Dust storms began in Kansas, Oklahoma, Colorado, New Mexico and Texas marking the beginning of the Dust Bowl in the United States.  

Zippo lighters were developed.  

Zero-length springs were invented, revolutionizing seismometers and gravimeters.  

The Kennedy-Thorndike experiment showed that measured time as well as length are affected by motion, in accordance with Einstein's theory of special relativity. 

James Chadwick discovered the neutron.  

Geneticist J. B. S. Haldane published The Causes of Evoluion, unifying the findings of Mendelian genetics with those of evolutionary science.  

The heath hen became extinct in North America.  

Walter B. Pitkin published Life Begins at Forty in the United States.  

The Republican Citizens Committee Against National Prohibition was established to work for the repeal of Prohibition in the United States. 

The Yezd Fire temple (Atash Behram) became established in Yazd, Iran. 

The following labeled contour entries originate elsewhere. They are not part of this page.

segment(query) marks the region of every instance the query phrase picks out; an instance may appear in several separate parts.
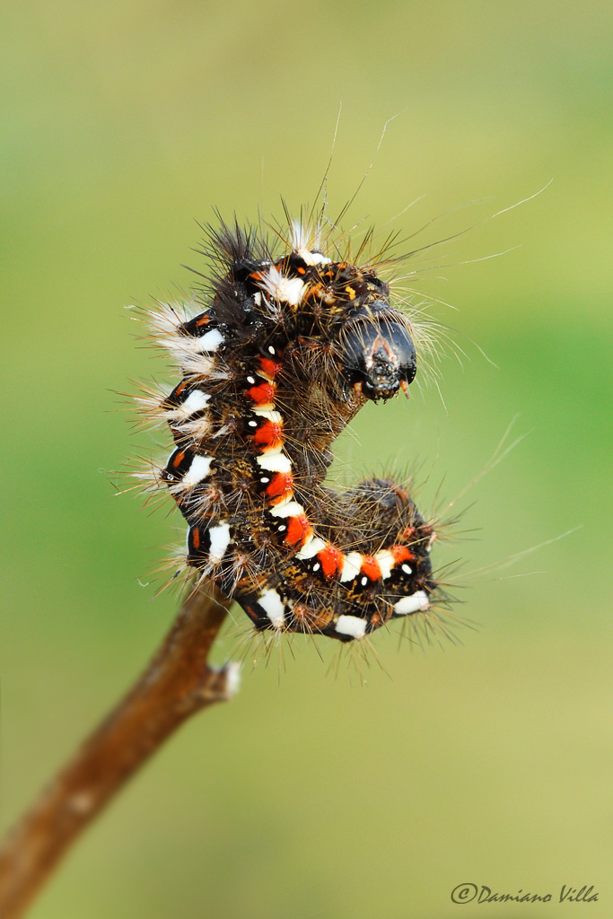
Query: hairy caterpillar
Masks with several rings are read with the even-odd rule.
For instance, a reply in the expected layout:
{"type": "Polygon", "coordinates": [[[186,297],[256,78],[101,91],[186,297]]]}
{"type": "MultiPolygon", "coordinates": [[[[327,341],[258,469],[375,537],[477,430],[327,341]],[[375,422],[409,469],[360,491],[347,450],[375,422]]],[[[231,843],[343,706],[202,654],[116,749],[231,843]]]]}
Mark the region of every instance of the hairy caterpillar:
{"type": "Polygon", "coordinates": [[[302,221],[272,244],[236,223],[206,232],[206,283],[152,314],[182,379],[140,400],[175,440],[153,479],[187,522],[187,565],[259,630],[350,641],[427,611],[436,534],[406,487],[323,484],[343,427],[368,400],[408,395],[416,373],[380,255],[362,246],[355,264],[302,221]]]}

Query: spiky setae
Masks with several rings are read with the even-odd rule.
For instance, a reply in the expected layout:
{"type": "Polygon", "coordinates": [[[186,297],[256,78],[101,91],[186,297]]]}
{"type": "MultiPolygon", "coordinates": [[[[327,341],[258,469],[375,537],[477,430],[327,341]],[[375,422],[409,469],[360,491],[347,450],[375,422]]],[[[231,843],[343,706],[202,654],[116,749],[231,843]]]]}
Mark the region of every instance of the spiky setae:
{"type": "Polygon", "coordinates": [[[175,440],[152,481],[187,521],[187,565],[256,630],[349,641],[427,611],[435,532],[408,489],[324,484],[345,425],[416,373],[419,339],[391,303],[380,253],[362,246],[357,264],[301,221],[275,244],[222,221],[206,232],[210,274],[149,317],[181,380],[140,400],[175,440]]]}

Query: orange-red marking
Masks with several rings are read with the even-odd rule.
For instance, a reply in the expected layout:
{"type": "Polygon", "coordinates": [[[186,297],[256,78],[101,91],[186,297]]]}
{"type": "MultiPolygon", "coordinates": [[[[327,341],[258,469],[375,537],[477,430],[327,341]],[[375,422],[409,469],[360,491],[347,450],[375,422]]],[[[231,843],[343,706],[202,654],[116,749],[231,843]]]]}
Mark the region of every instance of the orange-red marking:
{"type": "Polygon", "coordinates": [[[325,577],[337,577],[342,572],[345,555],[335,546],[328,544],[317,553],[317,558],[322,563],[322,571],[325,577]]]}
{"type": "Polygon", "coordinates": [[[267,405],[275,399],[275,384],[258,383],[247,390],[247,395],[256,405],[267,405]]]}

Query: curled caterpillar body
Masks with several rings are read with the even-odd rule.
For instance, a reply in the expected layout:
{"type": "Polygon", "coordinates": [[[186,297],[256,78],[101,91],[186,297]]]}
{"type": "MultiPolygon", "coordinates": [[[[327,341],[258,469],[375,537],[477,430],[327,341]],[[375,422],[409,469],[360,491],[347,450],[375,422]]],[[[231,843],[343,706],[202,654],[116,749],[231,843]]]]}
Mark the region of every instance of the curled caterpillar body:
{"type": "Polygon", "coordinates": [[[153,316],[182,373],[154,409],[175,440],[158,478],[187,522],[187,564],[257,630],[349,641],[427,609],[435,534],[406,488],[323,484],[343,427],[413,381],[407,316],[373,267],[325,255],[301,226],[277,255],[224,224],[209,244],[199,312],[153,316]]]}

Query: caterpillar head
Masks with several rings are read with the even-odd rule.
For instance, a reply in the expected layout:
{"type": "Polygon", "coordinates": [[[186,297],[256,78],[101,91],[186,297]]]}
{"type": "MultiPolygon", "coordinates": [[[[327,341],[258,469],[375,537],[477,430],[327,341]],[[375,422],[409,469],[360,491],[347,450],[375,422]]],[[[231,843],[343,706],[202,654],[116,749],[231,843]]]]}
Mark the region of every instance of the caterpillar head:
{"type": "Polygon", "coordinates": [[[417,369],[408,321],[382,301],[359,307],[343,329],[341,361],[347,386],[373,402],[406,391],[417,369]]]}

The Association for Research and Enlightenment, Inc. (ARE) was founded in Virginia Beach, Virginia, as an open-membership group to research the collected transcripts of Edgar Cayce's continuing trances, stored at the Edgar Cayce Foundation.  

"The Noah of Washington Mud Flats" predicted a Deluge in 1936, building an Ark and demon-proof armor.  

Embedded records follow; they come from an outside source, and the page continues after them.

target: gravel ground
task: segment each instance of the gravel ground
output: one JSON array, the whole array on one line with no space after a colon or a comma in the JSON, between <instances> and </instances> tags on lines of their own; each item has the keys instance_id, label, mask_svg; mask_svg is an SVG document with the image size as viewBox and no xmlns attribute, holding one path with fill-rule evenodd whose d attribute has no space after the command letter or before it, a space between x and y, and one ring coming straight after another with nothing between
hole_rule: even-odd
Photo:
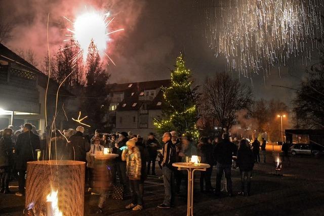
<instances>
[{"instance_id":1,"label":"gravel ground","mask_svg":"<svg viewBox=\"0 0 324 216\"><path fill-rule=\"evenodd\" d=\"M270 149L269 149L270 150ZM251 196L235 195L229 197L222 193L218 197L213 194L200 193L199 174L195 178L194 214L196 215L324 215L324 158L311 156L291 157L291 165L284 162L283 176L276 176L271 151L268 152L267 163L256 164L252 179ZM261 156L262 157L262 156ZM262 158L261 158L262 159ZM158 175L160 170L157 167ZM215 187L216 171L213 172L212 182ZM233 191L240 189L238 169L232 171ZM184 185L184 183L183 184ZM11 185L17 185L13 182ZM13 192L17 188L12 187ZM163 180L157 177L149 176L145 184L144 208L139 212L125 209L130 197L123 201L108 198L102 215L185 215L187 210L187 195L184 187L176 197L176 206L160 209L156 205L163 200ZM85 215L95 215L98 196L85 195ZM24 207L24 197L14 194L0 194L0 215L21 215Z\"/></svg>"}]
</instances>

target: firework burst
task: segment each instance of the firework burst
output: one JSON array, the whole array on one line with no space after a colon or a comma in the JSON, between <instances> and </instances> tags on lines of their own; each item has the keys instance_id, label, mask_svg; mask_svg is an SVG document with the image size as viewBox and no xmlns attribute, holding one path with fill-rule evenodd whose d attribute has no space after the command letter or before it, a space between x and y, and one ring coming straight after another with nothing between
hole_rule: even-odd
<instances>
[{"instance_id":1,"label":"firework burst","mask_svg":"<svg viewBox=\"0 0 324 216\"><path fill-rule=\"evenodd\" d=\"M87 8L86 9L87 9ZM100 55L103 56L103 55L105 54L108 57L108 60L114 64L106 53L109 42L111 40L109 35L123 31L124 29L110 31L109 26L114 17L111 17L109 12L102 13L95 10L90 11L87 9L85 13L77 16L74 22L66 17L63 17L73 26L73 29L67 28L69 34L65 34L65 36L70 37L80 45L81 50L83 52L84 60L86 59L88 48L91 40L93 40ZM64 41L70 40L70 38ZM70 47L71 47L73 46ZM79 54L74 58L77 59L78 56L80 56ZM74 59L74 61L76 60Z\"/></svg>"},{"instance_id":2,"label":"firework burst","mask_svg":"<svg viewBox=\"0 0 324 216\"><path fill-rule=\"evenodd\" d=\"M246 76L268 74L296 57L305 65L322 38L322 1L213 1L205 11L206 37L215 56L225 56L229 70Z\"/></svg>"}]
</instances>

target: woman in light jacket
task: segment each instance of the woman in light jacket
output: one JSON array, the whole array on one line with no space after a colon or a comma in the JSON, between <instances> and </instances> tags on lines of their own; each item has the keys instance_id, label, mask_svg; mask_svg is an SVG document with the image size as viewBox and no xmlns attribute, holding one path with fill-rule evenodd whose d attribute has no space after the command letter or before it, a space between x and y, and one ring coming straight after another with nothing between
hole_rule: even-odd
<instances>
[{"instance_id":1,"label":"woman in light jacket","mask_svg":"<svg viewBox=\"0 0 324 216\"><path fill-rule=\"evenodd\" d=\"M131 139L126 142L127 149L122 154L122 159L126 161L126 175L129 179L132 193L132 202L126 206L128 209L138 211L143 209L143 195L140 192L142 161L139 148L136 146L137 138Z\"/></svg>"}]
</instances>

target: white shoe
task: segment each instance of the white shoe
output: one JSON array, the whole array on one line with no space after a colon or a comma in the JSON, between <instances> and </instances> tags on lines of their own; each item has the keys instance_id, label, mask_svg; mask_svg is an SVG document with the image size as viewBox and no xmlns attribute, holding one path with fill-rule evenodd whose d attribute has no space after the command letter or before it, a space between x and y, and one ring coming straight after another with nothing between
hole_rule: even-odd
<instances>
[{"instance_id":1,"label":"white shoe","mask_svg":"<svg viewBox=\"0 0 324 216\"><path fill-rule=\"evenodd\" d=\"M137 205L134 208L133 208L133 211L140 211L143 209L143 205Z\"/></svg>"}]
</instances>

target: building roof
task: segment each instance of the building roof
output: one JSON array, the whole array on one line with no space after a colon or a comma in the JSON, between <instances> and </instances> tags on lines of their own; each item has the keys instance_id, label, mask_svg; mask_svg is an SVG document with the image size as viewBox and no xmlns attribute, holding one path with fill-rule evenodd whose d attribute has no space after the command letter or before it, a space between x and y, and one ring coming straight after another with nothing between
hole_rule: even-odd
<instances>
[{"instance_id":1,"label":"building roof","mask_svg":"<svg viewBox=\"0 0 324 216\"><path fill-rule=\"evenodd\" d=\"M0 57L4 58L8 60L8 61L15 62L20 67L21 67L22 68L37 74L38 76L38 84L44 89L46 89L48 76L1 43L0 43ZM50 92L56 93L59 86L59 83L54 79L50 78L50 85L51 85L49 89ZM72 95L69 91L63 87L60 89L60 93L63 94Z\"/></svg>"},{"instance_id":2,"label":"building roof","mask_svg":"<svg viewBox=\"0 0 324 216\"><path fill-rule=\"evenodd\" d=\"M126 83L112 83L108 85L110 92L136 92L144 90L156 89L162 86L169 86L170 79L146 81L138 82L128 82Z\"/></svg>"},{"instance_id":3,"label":"building roof","mask_svg":"<svg viewBox=\"0 0 324 216\"><path fill-rule=\"evenodd\" d=\"M110 92L124 93L124 100L118 103L117 111L138 110L144 103L147 104L148 110L160 109L163 102L163 93L160 88L169 86L170 82L170 79L164 79L122 84L113 83L110 84L108 88ZM158 90L152 100L140 100L141 92L152 90Z\"/></svg>"}]
</instances>

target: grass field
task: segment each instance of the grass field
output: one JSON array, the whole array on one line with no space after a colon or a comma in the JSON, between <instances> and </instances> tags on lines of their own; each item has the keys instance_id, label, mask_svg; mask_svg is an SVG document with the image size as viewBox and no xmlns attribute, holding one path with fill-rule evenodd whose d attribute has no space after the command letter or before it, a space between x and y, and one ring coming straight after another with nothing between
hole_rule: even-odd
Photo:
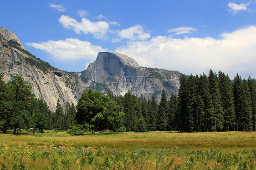
<instances>
[{"instance_id":1,"label":"grass field","mask_svg":"<svg viewBox=\"0 0 256 170\"><path fill-rule=\"evenodd\" d=\"M0 135L0 169L256 170L256 132Z\"/></svg>"}]
</instances>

Unemployment in the United States reached approximately 33% with 14 million being unemployed.  A similar level of unemployment affected Germany.  Many people in depressed countries did not receive unemployment benefits due to governments not being able to afford benefit payments.


*Franklin Delano Roosevelt was selected president on a campaign promising a "New Deal" for Americans stricken by the Depression.  

*The son of aviator Charles Lindbergh was kidnapped, resulting in a sensational manhunt and trial.
*****

*"I pledge you, I pledge myself, to a new deal for the American people," declared New York governor Franklin D. Roosevelt as he accepted the Democratic party nomination for president at Chicago. Roosevelt went on to win election by a landslide, gaining 472 electoral votes and 57 percent of the popular vote versus 59 electoral votes and 40 percent of the popular vote for President Hoover, who carried only six states as economic depression worsened. 

*Prospectors struck oil in Bahrain.

*In India, Mahatma Gandhi began a 'fast unto death' to press the British authorities into improving their treatment of untouchables whom Gandhi calls harijan -- "God's children".  Gandhi's campaign of civil disobedience brought rioting and landed Gandhi in prison.  Nevertheless, Gandhi persisted in his demands for social reform and he urged a new boycott of British goods.  He succeeded in obtaining a pact improving the status of the "untouchables" after six days of fasting.

*In Britain, 36 year old Oswald Mosley left the Labour Party because of its defeatist attitude towards unemployment and founded his own party, the British Union of Fascists.  Mosley would become an admirer of Adolf Hitler and Benito Mussolini and would demand the expulsion of Jews from Britain.

*The Chinese continued to boycott Japanese goods.

*Josef Stalin cracked down on kulaks in Ukraine and the Caucasus who resisted collectivization.  He dispatched troops to requisition all foodstuffs and prevented trains carrying food from reaching the areas.

*The atom was "manually" split for the first time.  English physicist John Douglas Cockroft (age 35) and his associate Ernest Walton used a voltage multiplier they developed in the 1920s to accelerate charged subatomic particles to extremely high velocities.  They used this "atomic gun" to bombard lithium with protons, and the alpha particles (helium nuclei) they produced showed that the protons reacted with the lithium nuclei to produce helium.